As low mortgage rates and high personal debt converge in Canada, financial regulators are looking for ways to head off a housing bubble that could send the country into an American-style recession.
The Office of the Superintendent of Financial Institutions on March 19 unveiled new guidelines it hopes will bring some transparency to the mortgage market and help protect borrowers and lenders alike. Under the proposed guidelines, which are currently open for comment by banks, mortgage broker firms and other industry parties, financial institutions would be required to disclose their percentage of insured residential mortgage loans versus uninsured loans, as well as set limits on the amount of risk they are exposed to in the residential mortgage market, according to a Reuters analysis.

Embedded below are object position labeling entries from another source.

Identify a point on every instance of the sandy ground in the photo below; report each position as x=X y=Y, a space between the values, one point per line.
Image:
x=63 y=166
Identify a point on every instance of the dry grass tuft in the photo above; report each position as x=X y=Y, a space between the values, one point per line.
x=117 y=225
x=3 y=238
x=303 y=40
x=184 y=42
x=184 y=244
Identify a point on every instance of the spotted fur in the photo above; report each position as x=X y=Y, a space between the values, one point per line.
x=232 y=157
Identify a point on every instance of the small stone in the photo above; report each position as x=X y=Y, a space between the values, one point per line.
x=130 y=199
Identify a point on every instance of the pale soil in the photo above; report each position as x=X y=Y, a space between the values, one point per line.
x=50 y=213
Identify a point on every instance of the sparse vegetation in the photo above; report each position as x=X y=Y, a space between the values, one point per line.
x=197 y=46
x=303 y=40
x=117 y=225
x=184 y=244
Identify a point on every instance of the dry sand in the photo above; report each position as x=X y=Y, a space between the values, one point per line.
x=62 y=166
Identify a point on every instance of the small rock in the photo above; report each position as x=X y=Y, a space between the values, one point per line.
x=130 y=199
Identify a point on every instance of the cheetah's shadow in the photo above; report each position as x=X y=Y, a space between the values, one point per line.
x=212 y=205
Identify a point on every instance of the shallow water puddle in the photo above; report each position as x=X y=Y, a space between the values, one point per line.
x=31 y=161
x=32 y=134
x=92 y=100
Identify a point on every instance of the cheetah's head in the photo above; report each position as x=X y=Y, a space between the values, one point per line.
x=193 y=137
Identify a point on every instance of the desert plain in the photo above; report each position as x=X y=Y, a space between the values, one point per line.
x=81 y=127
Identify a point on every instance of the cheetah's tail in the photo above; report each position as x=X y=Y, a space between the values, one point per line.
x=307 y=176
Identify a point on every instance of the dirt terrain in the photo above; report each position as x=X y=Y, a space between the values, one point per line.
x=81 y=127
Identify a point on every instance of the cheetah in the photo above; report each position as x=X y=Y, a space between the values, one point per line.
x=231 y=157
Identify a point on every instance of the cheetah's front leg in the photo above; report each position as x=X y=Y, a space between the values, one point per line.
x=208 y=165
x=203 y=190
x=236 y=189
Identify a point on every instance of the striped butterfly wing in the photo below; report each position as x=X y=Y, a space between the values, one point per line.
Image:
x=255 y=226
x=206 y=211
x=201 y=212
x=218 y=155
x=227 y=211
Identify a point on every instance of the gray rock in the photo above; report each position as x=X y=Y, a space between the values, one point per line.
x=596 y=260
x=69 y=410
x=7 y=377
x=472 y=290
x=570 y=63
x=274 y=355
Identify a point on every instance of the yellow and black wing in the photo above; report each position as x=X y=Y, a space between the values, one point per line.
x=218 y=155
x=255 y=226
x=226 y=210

"Although financial institution mortgage portfolios in Canada continue to perform well, a number of vulnerabilities in the financial system exist, including high household indebtedness," said Mark Zelmer, assistant superintendent of the regulation sector. "OSFI is acting in an effort to prevent these vulnerabilities from evolving into problems for the financial system."
Imposing more regulation on the mortgage lending industry could slow the rate of borrowing in Canada – something a number of experts say would also help stave off a debt crisis. By requiring big banks and lenders to shorten amortization periods and increase minimum down payment amounts, borrowers who are not able to afford home loans might wait until they're ready before entering the market, lowering their risk of default.